My first impulse had been to tell her to go to hell and switch off. I had long since realized that revenge was childish; revenge would not bring Pete back and fitting revenge would simply land me in jail. I had hardly thought about Belle and Miles since I had quit looking for them.

  But Belle almost certainly knew where Ricky was. So I made a date.

  She wanted me to take her to dinner, but I would not do that. I’m not fussy about fine points of etiquette. But eating is something you do only with friends; I would see her but I had no intention of eating or drinking with her. I got her address and told her I would be there that evening at eight.

  It was a cheap rental, a walk-up flat in a part of town (lower La Brea) not yet converted to New Plan. Before I buzzed her door I knew that she had not hung onto what she had bilked me out of, or she would not have been living there.

  And when I saw her I realized that revenge was much too late; she and the years had managed it for me.

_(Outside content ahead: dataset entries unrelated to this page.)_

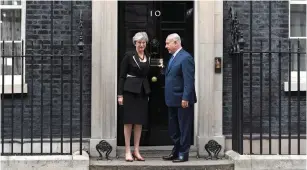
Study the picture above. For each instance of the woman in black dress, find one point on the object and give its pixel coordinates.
(133, 93)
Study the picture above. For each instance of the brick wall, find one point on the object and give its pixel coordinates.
(260, 31)
(38, 30)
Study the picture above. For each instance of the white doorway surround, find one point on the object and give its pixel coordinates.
(208, 33)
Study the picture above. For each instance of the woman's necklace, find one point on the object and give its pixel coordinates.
(142, 58)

  Belle was not less than fifty-three by the age she had claimed, and probably closer to sixty in fact. Between geriatrics and endocrinology a woman who cared to take the trouble could stay looking thirty for at least thirty extra years, and lots of them did. There were grabbie stars who boasted of being grandmothers while still playing ingénue leads.

  Belle had not taken the trouble.

  She was fat and shrill and kittenish. It was evident that she still considered her body her principal asset, for she was dressed in a Sticktite negligee which, while showing much too much of her, also showed that she was female, mammalian, overfed, and underexercised.

  She was not aware of it. That once-keen brain was fuzzy; all that was left was her conceit and her overpowering confidence in herself. She threw herself on me with squeals of joy and came close to kissing me before I could unwind her.

  I pushed her wrists back. “Take it easy, Belle.”

  “But, darling! I’m so happy—so excited—and so thrilled to see you!”

  “I’ll bet.” I had gone there resolved to keep my temper...just find out what I wanted to know and get out. But I was finding it difficult. “Remember how you saw me last? Drugged to my eyebrows so that you could stuff me into cold sleep.”

  She looked puzzled and hurt. “But, sweetheart, we only did it for your own good! You were so ill.”

  I think she believed it. “Okay, okay. Where’s Miles? You’re Mrs. Schultz now?”

  Her eyes grew wide. “Didn’t you know?”

  “Know what?”

  “Poor Miles...poor, dear Miles. He lived less than two years, Danny boy, after you left us.” Her expression changed suddenly. “The frallup cheated me!”

  “That’s too bad.” I wondered how he had died. Did he fall or was he pushed? Arsenic soup? I decided to stick to the main issue before she jumped the track completely. “What became of Ricky?”

  “Ricky?”

  “Miles’ little girl. Frederica.”

  “Oh, that horrible little brat! How should I know? She went to live with her grandmother.”

  “Where? And what was her grandmother’s name?”

  “Where? Tucson—or Yuma—or some place dull like that. It might have been Indio. Darling, I don’t want to talk about that impossible child— I want to talk about us.”

  “In a moment. What was her grandmother’s name?”

  “Danny boy, you’re being very tiresome. Why in the world should I remember something like that?”

  “What was it?”

  “Oh, Hanolon...or Haney...or Heinz. Or it might have been Hinckley. Don’t be dull, dear. Let’s have a drink. Let’s drink a toast to our happy reunion.”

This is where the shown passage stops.